We will be working together on all these parts to make sure that everyone understands each part of the model.

CS 2470 Final Project Checkin #2

Introduction:

The stock market is a complex (and even stochastic) system. Yet, there are certainly certain world events that have a major impact on the process. In the upcoming years, we will be faced with the consequences of the climate crises, such as more intense droughts, hurricanes, tornadoes and other weather storms. For these reasons, it might be beneficial to see to what extent the weather data is related to the stock market in order to get a sense of how climate change might impact our financial system in the future.

Challenges: What has been the hardest part of the project you’ve encountered so far?

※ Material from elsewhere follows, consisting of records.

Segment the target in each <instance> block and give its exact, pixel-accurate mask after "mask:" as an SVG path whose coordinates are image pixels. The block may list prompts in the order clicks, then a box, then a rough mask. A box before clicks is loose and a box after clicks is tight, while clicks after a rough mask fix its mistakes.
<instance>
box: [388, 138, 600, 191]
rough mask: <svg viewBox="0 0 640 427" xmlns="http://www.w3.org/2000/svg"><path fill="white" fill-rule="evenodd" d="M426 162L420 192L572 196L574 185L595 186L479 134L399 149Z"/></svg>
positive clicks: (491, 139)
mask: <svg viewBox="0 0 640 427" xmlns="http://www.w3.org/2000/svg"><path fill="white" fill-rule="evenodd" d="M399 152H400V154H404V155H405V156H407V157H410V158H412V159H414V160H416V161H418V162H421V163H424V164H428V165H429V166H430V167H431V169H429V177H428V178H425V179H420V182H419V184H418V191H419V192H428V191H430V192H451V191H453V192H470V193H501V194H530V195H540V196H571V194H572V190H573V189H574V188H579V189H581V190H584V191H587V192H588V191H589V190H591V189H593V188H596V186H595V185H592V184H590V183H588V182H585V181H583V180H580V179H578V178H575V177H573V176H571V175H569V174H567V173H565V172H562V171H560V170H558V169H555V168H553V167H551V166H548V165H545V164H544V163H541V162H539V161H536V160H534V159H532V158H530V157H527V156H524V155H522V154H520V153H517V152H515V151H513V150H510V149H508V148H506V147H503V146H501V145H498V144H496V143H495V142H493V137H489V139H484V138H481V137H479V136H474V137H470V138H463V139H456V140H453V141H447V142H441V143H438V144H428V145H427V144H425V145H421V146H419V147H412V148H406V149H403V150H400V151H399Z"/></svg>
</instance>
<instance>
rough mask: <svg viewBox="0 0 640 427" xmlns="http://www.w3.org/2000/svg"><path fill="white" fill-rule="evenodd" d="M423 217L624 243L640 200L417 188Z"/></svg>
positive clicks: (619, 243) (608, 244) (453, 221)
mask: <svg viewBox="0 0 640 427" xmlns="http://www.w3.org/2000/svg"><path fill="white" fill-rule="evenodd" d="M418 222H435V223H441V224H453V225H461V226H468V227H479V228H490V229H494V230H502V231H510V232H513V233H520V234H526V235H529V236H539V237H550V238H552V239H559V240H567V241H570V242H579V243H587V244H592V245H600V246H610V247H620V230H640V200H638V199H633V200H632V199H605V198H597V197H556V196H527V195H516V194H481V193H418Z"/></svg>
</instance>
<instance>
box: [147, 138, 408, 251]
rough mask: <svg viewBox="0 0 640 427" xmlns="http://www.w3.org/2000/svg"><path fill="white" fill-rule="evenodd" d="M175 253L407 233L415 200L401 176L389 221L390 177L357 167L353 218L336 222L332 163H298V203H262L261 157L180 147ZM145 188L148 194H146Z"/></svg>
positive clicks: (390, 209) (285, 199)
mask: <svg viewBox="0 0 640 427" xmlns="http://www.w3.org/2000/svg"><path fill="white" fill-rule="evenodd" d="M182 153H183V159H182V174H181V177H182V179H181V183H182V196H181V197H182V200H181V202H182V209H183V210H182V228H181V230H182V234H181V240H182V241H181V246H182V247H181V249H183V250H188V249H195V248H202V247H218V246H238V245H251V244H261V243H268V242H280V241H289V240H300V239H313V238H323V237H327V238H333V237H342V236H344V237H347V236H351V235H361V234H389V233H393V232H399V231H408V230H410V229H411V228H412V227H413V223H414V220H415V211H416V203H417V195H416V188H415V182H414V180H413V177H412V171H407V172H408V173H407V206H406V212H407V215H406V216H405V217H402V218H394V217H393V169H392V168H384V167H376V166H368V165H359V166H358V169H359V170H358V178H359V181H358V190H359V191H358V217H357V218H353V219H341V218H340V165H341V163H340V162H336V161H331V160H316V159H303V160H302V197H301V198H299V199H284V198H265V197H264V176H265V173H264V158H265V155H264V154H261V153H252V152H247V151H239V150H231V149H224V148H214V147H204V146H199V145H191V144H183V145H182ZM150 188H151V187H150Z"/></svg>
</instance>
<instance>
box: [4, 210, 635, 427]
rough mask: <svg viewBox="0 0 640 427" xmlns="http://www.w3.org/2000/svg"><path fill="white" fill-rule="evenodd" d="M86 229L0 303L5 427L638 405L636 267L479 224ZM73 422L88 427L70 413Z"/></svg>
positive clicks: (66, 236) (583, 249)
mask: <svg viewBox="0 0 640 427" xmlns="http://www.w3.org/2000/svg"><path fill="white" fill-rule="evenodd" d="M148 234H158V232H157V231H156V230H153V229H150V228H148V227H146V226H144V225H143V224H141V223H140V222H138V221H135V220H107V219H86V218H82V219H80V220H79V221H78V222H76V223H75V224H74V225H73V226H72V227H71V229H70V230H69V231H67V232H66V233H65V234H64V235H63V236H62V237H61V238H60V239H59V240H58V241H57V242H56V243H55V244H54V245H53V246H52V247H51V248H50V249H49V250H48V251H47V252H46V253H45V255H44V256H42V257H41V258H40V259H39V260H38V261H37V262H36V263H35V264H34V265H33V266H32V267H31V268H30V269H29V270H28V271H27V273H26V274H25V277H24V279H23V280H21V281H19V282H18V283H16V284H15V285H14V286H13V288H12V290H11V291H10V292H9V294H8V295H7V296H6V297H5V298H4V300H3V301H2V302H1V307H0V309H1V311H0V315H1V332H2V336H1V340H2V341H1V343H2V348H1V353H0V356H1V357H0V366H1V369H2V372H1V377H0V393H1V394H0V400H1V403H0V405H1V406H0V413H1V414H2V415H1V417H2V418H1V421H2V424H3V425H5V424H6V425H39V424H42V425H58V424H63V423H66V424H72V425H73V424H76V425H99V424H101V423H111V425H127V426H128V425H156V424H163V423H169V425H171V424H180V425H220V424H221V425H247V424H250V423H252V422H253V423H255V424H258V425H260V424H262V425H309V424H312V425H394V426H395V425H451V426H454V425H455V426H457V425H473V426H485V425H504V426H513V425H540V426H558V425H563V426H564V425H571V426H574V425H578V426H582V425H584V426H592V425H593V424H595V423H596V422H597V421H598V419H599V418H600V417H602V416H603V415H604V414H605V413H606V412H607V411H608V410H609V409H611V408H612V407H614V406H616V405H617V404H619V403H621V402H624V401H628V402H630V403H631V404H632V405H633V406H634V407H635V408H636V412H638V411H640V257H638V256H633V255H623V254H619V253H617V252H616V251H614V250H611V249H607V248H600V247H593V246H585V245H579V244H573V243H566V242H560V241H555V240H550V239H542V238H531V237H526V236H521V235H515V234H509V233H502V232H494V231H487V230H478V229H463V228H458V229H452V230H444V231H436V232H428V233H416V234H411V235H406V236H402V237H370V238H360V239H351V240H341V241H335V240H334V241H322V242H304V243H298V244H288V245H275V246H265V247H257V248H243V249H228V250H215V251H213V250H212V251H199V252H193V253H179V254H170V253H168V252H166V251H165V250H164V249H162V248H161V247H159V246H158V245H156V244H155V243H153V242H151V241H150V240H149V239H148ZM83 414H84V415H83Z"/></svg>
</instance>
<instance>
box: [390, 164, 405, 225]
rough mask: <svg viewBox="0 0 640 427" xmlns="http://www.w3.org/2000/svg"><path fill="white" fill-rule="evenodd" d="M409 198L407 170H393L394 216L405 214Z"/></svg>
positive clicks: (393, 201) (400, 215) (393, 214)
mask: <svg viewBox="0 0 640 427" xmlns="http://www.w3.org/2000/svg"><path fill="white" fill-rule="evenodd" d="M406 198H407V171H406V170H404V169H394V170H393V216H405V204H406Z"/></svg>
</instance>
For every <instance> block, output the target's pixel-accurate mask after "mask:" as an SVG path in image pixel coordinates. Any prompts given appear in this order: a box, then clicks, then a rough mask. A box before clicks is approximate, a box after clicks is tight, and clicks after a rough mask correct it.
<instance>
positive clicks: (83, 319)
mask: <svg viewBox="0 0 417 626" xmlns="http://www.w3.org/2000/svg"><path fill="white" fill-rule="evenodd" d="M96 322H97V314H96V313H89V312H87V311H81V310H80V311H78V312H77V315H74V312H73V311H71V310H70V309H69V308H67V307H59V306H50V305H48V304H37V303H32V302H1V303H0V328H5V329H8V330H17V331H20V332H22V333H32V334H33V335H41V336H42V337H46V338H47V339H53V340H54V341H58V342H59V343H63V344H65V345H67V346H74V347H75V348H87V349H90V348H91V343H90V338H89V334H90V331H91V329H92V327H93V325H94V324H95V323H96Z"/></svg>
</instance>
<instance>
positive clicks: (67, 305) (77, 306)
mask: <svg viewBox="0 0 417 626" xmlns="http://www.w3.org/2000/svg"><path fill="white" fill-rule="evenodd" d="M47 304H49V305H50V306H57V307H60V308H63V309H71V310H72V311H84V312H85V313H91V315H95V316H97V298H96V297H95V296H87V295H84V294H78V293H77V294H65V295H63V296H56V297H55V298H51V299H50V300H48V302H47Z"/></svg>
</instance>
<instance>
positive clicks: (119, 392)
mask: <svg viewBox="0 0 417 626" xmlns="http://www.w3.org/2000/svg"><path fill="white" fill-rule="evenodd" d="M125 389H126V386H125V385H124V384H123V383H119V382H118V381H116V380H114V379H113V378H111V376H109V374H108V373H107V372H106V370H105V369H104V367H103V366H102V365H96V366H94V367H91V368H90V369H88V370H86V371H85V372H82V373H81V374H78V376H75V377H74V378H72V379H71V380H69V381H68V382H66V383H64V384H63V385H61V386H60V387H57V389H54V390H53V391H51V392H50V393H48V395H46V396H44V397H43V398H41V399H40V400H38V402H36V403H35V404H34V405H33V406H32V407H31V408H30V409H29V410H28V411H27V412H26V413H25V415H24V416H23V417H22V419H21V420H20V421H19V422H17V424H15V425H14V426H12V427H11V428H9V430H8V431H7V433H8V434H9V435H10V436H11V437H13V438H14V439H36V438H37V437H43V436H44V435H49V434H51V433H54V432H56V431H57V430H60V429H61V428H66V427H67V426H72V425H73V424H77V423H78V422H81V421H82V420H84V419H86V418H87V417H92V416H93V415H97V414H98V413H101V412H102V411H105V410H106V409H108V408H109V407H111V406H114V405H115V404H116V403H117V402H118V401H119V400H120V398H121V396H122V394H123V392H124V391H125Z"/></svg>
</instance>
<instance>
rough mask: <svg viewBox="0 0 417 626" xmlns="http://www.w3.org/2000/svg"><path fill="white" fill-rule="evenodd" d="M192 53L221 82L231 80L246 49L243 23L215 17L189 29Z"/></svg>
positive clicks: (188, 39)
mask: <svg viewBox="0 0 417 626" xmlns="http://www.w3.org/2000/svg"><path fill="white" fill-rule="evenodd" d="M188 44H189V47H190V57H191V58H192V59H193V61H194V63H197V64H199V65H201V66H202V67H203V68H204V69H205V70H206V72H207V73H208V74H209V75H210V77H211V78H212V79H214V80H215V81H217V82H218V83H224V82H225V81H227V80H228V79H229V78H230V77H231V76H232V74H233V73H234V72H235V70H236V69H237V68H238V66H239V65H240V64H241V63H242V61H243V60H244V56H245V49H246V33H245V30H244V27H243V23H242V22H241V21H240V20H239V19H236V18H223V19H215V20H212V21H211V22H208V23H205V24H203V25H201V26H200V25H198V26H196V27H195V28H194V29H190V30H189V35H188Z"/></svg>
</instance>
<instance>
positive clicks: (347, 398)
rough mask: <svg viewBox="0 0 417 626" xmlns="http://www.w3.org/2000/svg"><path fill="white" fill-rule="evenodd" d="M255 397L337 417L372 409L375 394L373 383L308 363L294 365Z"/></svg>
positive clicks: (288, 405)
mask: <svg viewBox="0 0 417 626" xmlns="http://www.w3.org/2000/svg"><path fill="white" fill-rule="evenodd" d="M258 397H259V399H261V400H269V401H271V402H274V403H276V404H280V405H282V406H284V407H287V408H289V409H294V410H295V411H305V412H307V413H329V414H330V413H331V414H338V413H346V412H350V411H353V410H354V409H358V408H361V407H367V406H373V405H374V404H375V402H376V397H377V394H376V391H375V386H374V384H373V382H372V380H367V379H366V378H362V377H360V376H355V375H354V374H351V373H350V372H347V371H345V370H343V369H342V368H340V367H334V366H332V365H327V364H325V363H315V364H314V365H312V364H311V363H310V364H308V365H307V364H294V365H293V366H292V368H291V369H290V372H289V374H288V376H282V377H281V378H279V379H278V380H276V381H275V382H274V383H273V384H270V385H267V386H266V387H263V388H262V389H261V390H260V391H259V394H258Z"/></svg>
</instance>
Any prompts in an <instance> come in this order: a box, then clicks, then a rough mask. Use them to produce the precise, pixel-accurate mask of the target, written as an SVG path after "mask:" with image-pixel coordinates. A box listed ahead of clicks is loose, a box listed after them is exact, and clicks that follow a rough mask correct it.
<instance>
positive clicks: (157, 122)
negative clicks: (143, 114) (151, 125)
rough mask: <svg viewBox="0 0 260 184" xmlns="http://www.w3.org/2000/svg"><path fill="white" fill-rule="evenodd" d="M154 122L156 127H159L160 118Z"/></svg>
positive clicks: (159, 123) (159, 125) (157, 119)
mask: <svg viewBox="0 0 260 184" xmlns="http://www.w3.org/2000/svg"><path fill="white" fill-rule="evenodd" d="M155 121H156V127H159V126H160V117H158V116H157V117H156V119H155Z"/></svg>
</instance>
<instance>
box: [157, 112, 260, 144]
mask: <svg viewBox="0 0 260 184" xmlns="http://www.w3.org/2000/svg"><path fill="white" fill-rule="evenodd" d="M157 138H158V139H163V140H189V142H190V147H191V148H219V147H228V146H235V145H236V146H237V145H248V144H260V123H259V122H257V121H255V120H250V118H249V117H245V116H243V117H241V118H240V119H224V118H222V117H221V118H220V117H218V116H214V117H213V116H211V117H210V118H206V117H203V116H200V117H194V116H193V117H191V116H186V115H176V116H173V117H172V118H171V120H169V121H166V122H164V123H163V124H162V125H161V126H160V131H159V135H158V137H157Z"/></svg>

Developing a model to do exactly what we have envisioned is a big challenge because it is a specific task that not many people have thought about before. This includes trying out different types of neural networks, such as convolutional neural networks, different types of recurrent neural networks, LSTMs as well as the famous transformers. Creating models that put these layers in the right order is a painstaking task and it requires a lot of thinking but also trying out because it is almost impossible to predict how the neural network will actually behave and which model is the best without testing it. One of the most difficult parts of this project is obtaining relevant data regarding a specific company’s stock prices and weather information. In order for the model to be able to have good training and predictions, the data needs to be high frequency and high fidelity. This in turn means that we would have a huge amount of data that requires bigger processing power for the model. Nevertheless, the model might be overfitting if we provide it with a lot of data. Thus, one must find a good balance between the high data volume, processing power and overfitting. This is a process that requires hyperparameter fine-tuning, including the learning rate, hidden dimension size as well as the number of hidden layers and other layer types.

Insights: Are there any concrete results you can show at this point?

Yes, we’ve been able to predict both future dewpoint temperature very well using many different pieces of weather data as well as being able to predict future stock prices using just the closing price. .

Plan: Are you on track with your project?

What do you need to dedicate more time to? We are able to predict future stock prices based on past stock data, as well as predicting dew point temperature data of a region from various climate parameters. We plan to further predict the yields of specific crops and also the stock price of agriculture companies in the region. Then we will train another model that takes in the price predictions from the two models and ensemble for a better prediction. What are you thinking of changing, if anything? Right now we’re working on making the code more easily digestible so that when we add more things on we have a very solid foundation on which to build. We are working on letting the model use ground truth information for a certain window size and then predicting one value after that, and also letting the model predict future values based off of its own predictions, right now the code is being changed to better accommodate switching between both modes.

What's next for Quantitative CNN-LSTM Stock Forecast with Weather Data

Implement different ideas to refine the prediction.